1° Le ressortissant d'un Etat membre non représenté bénéficiant de la protection consulaire de la France s'engage à rembourser à l'Etat membre dont il a la nationalité les coûts de cette protection au moyen du formulaire type figurant à l'annexe I de la directive (UE) 2015/637 du 20 avril 2015 susvisée. L'engagement de remboursement concerne uniquement les coûts qui auraient été supportés par un ressortissant français dans les mêmes conditions.


2° Le ministre des affaires étrangères peut demander à l'Etat membre non représenté dont le ressortissant a la nationalité :
- le remboursement des coûts de la protection consulaire visés au 1°, au moyen du formulaire type figurant à l'annexe II de la directive (UE) 2015/637 du 20 avril 2015 susvisée ;
- le remboursement des coûts essentiels et justifiés exceptionnellement élevés de transport, d'hébergement ou de traduction, lorsque la protection consulaire accordée à un ressortissant de l'Etat membre non représenté en cas d'arrestation ou de détention entraîne de tels coûts.
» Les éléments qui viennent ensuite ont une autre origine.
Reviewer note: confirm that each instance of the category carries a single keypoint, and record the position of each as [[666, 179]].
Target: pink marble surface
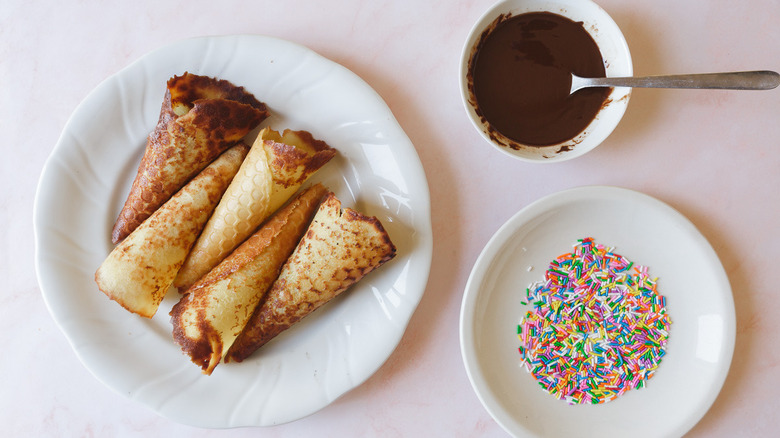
[[713, 155]]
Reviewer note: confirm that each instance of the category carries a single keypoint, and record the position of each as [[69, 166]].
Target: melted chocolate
[[520, 78]]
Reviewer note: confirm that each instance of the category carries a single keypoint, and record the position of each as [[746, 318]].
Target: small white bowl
[[617, 62]]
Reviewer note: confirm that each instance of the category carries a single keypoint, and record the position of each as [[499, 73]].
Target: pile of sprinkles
[[598, 327]]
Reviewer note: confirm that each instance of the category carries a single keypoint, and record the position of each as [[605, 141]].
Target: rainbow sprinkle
[[598, 327]]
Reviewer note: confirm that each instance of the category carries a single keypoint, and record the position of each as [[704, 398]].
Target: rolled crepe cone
[[201, 117], [139, 271], [210, 316], [339, 248], [277, 165]]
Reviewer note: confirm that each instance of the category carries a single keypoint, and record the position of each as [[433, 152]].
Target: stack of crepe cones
[[277, 165], [200, 118]]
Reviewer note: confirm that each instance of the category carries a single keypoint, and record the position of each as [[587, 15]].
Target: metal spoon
[[745, 80]]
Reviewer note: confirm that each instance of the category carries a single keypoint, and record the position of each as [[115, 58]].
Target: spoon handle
[[745, 80]]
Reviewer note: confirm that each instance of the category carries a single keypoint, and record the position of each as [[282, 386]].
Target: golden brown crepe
[[201, 117], [338, 249], [211, 315], [139, 271], [277, 165]]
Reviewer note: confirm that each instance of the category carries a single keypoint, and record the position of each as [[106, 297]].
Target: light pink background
[[713, 155]]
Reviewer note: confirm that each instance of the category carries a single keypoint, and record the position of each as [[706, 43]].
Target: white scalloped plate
[[87, 177], [647, 232]]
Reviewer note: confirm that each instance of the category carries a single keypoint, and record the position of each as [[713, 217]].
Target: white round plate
[[87, 177], [647, 232]]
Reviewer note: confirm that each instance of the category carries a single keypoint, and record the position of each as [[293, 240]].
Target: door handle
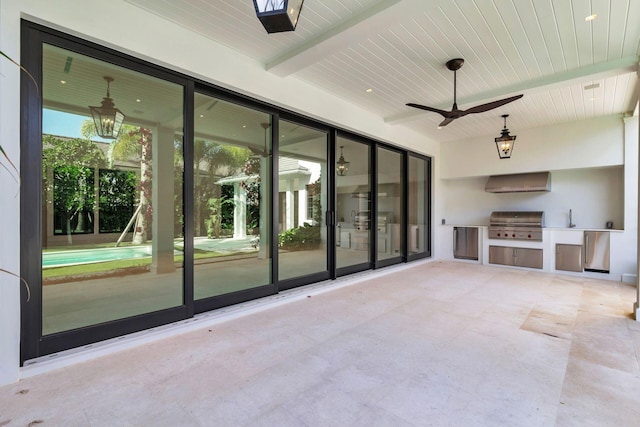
[[455, 240]]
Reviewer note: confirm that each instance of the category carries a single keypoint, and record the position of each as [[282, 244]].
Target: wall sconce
[[278, 16], [505, 142], [107, 118], [342, 166]]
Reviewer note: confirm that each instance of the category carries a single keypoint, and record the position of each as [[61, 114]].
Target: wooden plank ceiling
[[545, 49]]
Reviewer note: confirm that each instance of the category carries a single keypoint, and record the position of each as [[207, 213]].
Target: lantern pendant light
[[107, 118], [278, 16], [505, 142], [342, 166]]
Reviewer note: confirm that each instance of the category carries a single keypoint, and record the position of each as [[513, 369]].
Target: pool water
[[86, 256]]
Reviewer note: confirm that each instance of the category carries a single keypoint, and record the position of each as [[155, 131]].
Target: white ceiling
[[543, 49]]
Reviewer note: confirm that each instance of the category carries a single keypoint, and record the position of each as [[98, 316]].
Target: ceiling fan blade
[[446, 122], [490, 105], [443, 113]]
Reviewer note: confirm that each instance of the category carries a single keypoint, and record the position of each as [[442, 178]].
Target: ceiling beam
[[337, 37], [592, 72]]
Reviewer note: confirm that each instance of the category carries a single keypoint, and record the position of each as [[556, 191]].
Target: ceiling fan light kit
[[455, 113]]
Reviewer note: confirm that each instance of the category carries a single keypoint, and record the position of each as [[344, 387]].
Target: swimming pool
[[86, 256]]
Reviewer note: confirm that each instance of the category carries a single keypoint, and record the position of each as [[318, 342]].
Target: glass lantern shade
[[342, 166], [107, 118], [505, 142], [278, 16]]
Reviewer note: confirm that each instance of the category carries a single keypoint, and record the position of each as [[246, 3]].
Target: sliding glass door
[[302, 204], [149, 197], [389, 218], [231, 194], [418, 212], [353, 205], [111, 204]]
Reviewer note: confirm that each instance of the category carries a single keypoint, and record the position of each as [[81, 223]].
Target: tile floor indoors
[[432, 344]]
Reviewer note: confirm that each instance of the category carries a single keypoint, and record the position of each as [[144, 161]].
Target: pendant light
[[505, 142], [107, 118], [342, 166], [278, 16]]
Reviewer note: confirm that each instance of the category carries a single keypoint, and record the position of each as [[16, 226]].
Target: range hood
[[519, 183]]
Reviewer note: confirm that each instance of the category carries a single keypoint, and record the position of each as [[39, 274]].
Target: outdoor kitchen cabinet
[[568, 257], [517, 257]]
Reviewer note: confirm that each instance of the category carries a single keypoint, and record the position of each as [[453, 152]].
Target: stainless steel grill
[[510, 225]]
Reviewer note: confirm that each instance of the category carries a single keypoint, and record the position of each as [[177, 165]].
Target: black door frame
[[33, 344]]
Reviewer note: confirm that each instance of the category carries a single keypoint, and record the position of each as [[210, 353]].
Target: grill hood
[[519, 183]]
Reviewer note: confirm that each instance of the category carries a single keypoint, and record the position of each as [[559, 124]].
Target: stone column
[[239, 211]]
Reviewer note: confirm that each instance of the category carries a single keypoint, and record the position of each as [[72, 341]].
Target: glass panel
[[111, 239], [418, 193], [389, 204], [232, 172], [353, 204], [302, 240]]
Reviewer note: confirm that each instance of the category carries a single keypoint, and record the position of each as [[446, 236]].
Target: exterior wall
[[599, 182], [173, 47], [584, 144]]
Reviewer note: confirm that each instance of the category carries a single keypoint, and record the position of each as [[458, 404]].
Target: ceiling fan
[[455, 113]]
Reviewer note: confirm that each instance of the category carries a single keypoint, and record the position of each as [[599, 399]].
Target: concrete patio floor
[[427, 344]]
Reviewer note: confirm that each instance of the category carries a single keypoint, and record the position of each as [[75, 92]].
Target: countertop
[[613, 230]]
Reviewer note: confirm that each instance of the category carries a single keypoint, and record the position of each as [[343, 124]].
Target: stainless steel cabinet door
[[568, 257], [519, 257], [596, 251], [465, 242]]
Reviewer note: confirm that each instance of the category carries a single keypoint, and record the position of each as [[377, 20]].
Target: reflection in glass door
[[390, 205], [232, 175], [353, 203], [112, 224], [302, 230], [418, 199]]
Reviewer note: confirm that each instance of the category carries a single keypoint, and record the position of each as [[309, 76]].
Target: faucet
[[571, 224]]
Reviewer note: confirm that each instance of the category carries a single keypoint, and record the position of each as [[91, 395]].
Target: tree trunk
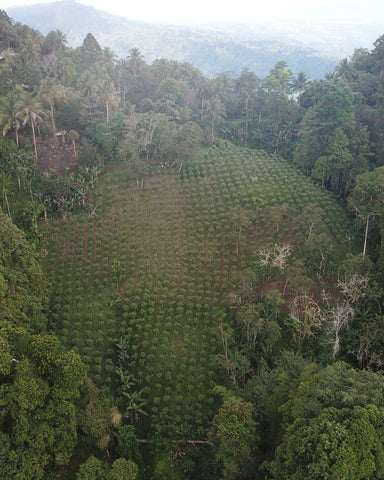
[[366, 236], [34, 141]]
Dans ces deux cas, le remboursement s'effectue dans un délai raisonnable qui n'excède pas douze mois.
3° En situation de crise, qui nécessite notamment une intervention rapide, le ministre des affaires étrangères peut demander au ministre des affaires étrangères de l'Etat membre non représenté dont le ressortissant a la nationalité le remboursement des coûts de la protection consulaire même si ce dernier n'a pas signé d'engagement de remboursement. Le remboursement s'effectue alors au prorata, en divisant le montant total des coûts réels encourus par le nombre de citoyens ayant bénéficié d'une assistance.
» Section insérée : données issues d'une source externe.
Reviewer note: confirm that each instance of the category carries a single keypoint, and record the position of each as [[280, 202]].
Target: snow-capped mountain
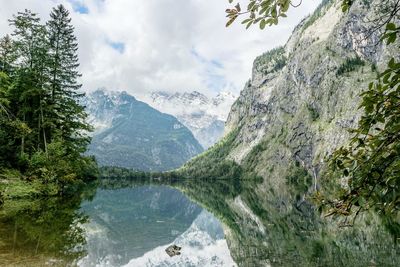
[[204, 116], [131, 134]]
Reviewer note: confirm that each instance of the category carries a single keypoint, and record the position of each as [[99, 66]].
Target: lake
[[122, 222]]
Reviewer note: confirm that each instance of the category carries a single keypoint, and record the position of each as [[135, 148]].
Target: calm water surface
[[114, 227], [130, 222]]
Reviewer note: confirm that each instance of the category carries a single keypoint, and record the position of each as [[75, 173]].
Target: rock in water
[[173, 250]]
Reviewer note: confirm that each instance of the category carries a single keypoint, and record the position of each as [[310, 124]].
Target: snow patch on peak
[[204, 116]]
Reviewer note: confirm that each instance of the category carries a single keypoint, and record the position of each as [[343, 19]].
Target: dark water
[[129, 226], [217, 223]]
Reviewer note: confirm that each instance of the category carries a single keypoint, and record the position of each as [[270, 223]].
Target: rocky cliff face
[[294, 111], [302, 98], [203, 115]]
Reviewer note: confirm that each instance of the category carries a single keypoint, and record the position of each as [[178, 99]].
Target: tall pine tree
[[28, 95], [68, 115]]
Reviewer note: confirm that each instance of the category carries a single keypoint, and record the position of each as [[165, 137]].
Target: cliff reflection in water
[[260, 232]]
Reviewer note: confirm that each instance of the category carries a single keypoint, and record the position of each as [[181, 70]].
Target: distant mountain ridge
[[131, 134], [203, 115]]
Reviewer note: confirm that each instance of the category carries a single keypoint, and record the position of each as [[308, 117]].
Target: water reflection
[[265, 229], [35, 233], [126, 223], [131, 222]]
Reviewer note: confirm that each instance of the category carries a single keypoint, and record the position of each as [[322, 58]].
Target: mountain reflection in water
[[124, 222]]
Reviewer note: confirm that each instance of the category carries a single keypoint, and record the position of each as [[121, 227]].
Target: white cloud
[[171, 45]]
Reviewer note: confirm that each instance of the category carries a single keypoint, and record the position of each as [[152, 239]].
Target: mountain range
[[129, 133], [204, 116]]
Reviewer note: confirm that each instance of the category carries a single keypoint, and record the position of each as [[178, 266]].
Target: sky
[[141, 46]]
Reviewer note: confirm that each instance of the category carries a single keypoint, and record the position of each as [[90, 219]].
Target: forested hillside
[[43, 131]]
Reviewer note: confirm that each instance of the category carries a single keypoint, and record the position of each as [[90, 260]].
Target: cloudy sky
[[172, 45]]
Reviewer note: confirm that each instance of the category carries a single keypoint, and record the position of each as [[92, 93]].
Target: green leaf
[[391, 26], [262, 24]]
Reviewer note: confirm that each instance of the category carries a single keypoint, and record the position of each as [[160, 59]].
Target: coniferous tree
[[6, 54], [28, 95], [68, 115]]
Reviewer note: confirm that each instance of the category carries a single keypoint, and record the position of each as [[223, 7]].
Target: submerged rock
[[173, 250]]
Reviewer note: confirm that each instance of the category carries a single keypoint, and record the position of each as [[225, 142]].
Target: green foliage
[[319, 12], [350, 64], [213, 163], [268, 12], [271, 61], [371, 161], [42, 125]]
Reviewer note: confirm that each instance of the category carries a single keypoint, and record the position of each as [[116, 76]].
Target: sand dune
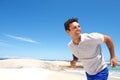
[[30, 69]]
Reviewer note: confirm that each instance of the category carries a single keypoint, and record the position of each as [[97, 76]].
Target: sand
[[29, 69], [33, 69]]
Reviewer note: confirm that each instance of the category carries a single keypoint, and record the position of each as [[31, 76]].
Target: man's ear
[[67, 31]]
Le ressortissant français se trouvant dans un pays tiers au sein duquel la France n'est pas représentée et bénéficiant de la protection consulaire d'un autre Etat membre s'engage à rembourser, au ministère des affaires étrangères français, les coûts de cette protection au moyen du formulaire type figurant à l'annexe I de la directive (UE) 2015/637 du 20 avril 2015 susvisée. L'engagement de remboursement concerne uniquement les coûts qui auraient été supportés par un ressortissant de cet Etat membre dans les mêmes conditions.
A la demande d'un Etat membre prêtant assistance à un ressortissant français, le ministère des affaires étrangères rembourse cet Etat membre sur présentation du formulaire type figurant à l'annexe II de la directive (UE) 2015/637 du 20 avril 2015 susvisée dans un délai raisonnable qui n'excède pas douze mois.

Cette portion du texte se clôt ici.